Medical interns’ reflections on their training in use of personal protective equipment
Ruth Barratt, Mary Wyer, Su-yin Hor, Gwendolyn L. Gilbert
BMC Medical Education, volume 20, Article number: 328, 2020. DOI: https://doi.org/10.1186/s12909-020-02238-7
The current COVID-19 pandemic has demonstrated that personal protective equipment (PPE) is essential, to prevent the acquisition and transmission of infectious diseases, yet its use is often sub-optimal in the clinical setting. Training and education are important to ensure and sustain the safe and effective use of PPE by medical interns, but current methods are often inadequate in providing the relevant knowledge and skills. The purpose of this study was to explore medical graduates’ experiences of the use of PPE and identify opportunities for improvement in education and training programmes, to improve occupational and patient safety.

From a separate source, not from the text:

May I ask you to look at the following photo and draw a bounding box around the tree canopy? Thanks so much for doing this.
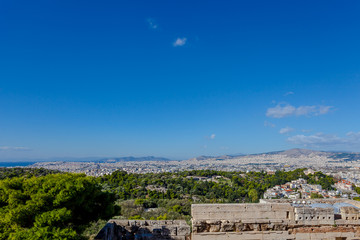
[0,173,116,239]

This study was undertaken in 2018 in a large tertiary-care teaching hospital in Sydney, Australia, to explore medical interns’ self-reported experiences of PPE use, at the beginning of their internship. Reflexive groups were conducted immediately after theoretical and practical PPE training, during hospital orientation. Transcripts of recorded discussions were analysed, using a thematic approach that drew on the COM-B (capability, opportunity, motivation – behaviour) framework for behaviour.
80% of 90 eligible graduates participated. Many interns had not previously received formal training in the specific skills required for optimal PPE use and had developed potentially unsafe habits. Their experiences as medical students in clinical areas contrasted sharply with recommended practice taught at hospital orientation and impacted on their ability to cultivate correct PPE use.
Undergraduate teaching should be consistent with best practice PPE use, and include practical training that embeds correct and safe practices.